中に何も入っていなかったが、割れた破片が散らばったというのに、父は見向きもしなかった。
昔から外面は良いものの、家の中では物に八つ当たりをすることが多く、そんな父に母は怯えて何も言えずにいる。金だけはあるから壊してもまた買えばいいとでも思っているのだろう。

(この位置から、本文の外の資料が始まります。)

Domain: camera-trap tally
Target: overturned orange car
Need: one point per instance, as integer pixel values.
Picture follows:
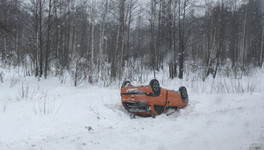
(151, 100)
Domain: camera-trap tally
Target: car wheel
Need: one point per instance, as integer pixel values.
(154, 84)
(184, 93)
(125, 83)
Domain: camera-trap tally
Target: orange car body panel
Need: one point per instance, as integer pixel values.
(166, 98)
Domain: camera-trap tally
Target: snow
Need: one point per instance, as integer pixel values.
(92, 117)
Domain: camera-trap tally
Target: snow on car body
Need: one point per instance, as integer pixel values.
(151, 100)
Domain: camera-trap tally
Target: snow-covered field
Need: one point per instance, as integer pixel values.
(50, 115)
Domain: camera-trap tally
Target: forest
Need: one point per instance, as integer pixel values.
(110, 40)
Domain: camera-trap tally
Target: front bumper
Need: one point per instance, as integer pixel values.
(137, 107)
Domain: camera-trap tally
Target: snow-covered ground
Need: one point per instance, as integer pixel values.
(50, 115)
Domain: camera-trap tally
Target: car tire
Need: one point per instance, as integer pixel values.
(125, 83)
(184, 94)
(155, 86)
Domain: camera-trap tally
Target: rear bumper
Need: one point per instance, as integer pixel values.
(137, 107)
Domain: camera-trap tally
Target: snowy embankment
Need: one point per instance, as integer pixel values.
(49, 115)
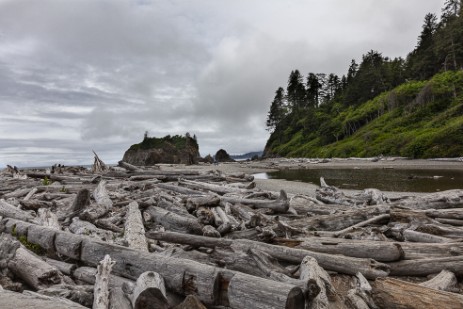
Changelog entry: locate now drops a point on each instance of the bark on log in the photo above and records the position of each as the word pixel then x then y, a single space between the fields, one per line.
pixel 393 293
pixel 134 232
pixel 149 292
pixel 101 288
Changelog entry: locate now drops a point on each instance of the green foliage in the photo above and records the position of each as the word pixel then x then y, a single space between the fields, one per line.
pixel 418 119
pixel 46 181
pixel 30 246
pixel 177 141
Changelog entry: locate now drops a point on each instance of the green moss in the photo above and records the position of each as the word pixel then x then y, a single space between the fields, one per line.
pixel 30 246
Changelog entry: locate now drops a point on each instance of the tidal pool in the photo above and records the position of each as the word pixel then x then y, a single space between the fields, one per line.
pixel 401 180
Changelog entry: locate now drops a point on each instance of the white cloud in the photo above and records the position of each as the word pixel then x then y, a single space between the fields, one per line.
pixel 82 75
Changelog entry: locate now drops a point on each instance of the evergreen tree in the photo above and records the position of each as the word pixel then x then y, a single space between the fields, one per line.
pixel 422 62
pixel 295 91
pixel 277 110
pixel 313 90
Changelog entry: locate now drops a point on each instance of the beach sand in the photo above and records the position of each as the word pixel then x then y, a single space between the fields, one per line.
pixel 294 187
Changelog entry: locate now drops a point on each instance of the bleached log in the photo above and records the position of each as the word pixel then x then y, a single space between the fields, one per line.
pixel 101 288
pixel 104 203
pixel 117 298
pixel 81 227
pixel 241 284
pixel 34 271
pixel 210 187
pixel 63 267
pixel 149 292
pixel 182 276
pixel 438 200
pixel 174 221
pixel 378 250
pixel 343 220
pixel 129 167
pixel 427 266
pixel 48 218
pixel 134 232
pixel 279 205
pixel 190 302
pixel 361 224
pixel 444 281
pixel 9 211
pixel 77 293
pixel 9 299
pixel 414 236
pixel 393 293
pixel 348 265
pixel 320 289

それでも、家族に手を上げないだけまだまともなのかもしれない。
「これでは我が家は笑い者ではないか……!!」
元より、父の計画が上手く行くはずがないと分かっていた。
今までそれに気付かなかったのだから、父は愚かである。
苛立った様子で机の上の物を払い落とす父をただ眺める。
こういう時に声をかけると余計に怒らせてしまうので、怒りが落ち着くまで黙っていたほうがいい。

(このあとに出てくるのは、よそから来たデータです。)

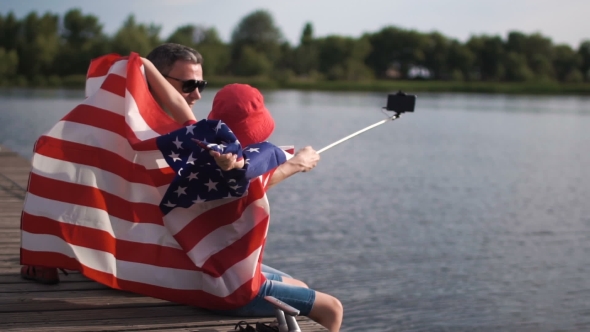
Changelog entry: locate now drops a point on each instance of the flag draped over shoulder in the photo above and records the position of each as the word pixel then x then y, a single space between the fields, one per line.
pixel 97 182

父が周囲の物に当たる音を聞きながらぼんやりと過ごす。
母も使用人達も息を殺して、父の怒りが通り過ぎるのを待っている。
「レンテリア王国の公爵令嬢と婚約して、何故それで王位を目指さない!?」
計画が潰れたこともそうだが、第二王子の行動を父は理解出来ないようだ。
第二王子は元々、王位に興味がない。
そして王太子との仲も良好だ。
わざわざ兄弟間で王位継承権争いをして国を乱すようなことはしないだろう。
そんなことも父を含めた彼らは分からないのだ。
血筋、能力、容姿、立場。それらがあるから王位を取れる。
王位を取れるなら取るべきだと、父は思っている。
第二王子の気持ちなど欠片も考えておらず、結局は自分のことしか頭にない。
そのせいで第二王子から距離を置かれているというのに、それすら気付いていない。
「クソッ、クソッ……!!」
ほとんどの物に八つ当たりをして、ようやく父の怒りは少し落ち着いたらしい。
「そう、そうだ、第二王子がダメなら、王太子がいる……! 我が家はまだ終わっていない!」
はははははっ! と笑う父の声に目を閉じる。
破滅への足音が聞こえる。この家はやがて消えるだろう。
そのほうがいい、と思う。
爵位や己の地位にばかり目が眩んだ父と、心労から金遣いが荒くなった母。
何もしなくても、いずれこの家は衰退し、消えていく。
それが今になるか、いつかなのか、その違いだけだ。
「ああ、これなら我が家はまた上に行ける!!」
これ以上などいけるはずがないのに、欲望に囚われてしまった父。
目を開けたくない。何も聞きたくない。
このまま消えてしまいたい。
瞼の裏にちらついた鮮やかな赤に目を開ける。
狂ったように笑う父の声すら遠い。
これまで、父と母の言葉通りに生きてきた。
貴族の令嬢として、それが当然のことで、それ以外を知らなかった。
「おい、誰かいないか! 部屋を片付けろ!」
父の声に使用人達が来て、書斎の中を慣れた様子で片付けていく。
この地獄から、破滅の足音から、逃れたい。
父と母の子でいることにもう疲れてしまった。
「……スカーレット・レヴァイン公爵令嬢……」
あの人なら、助けてくれるだろうか。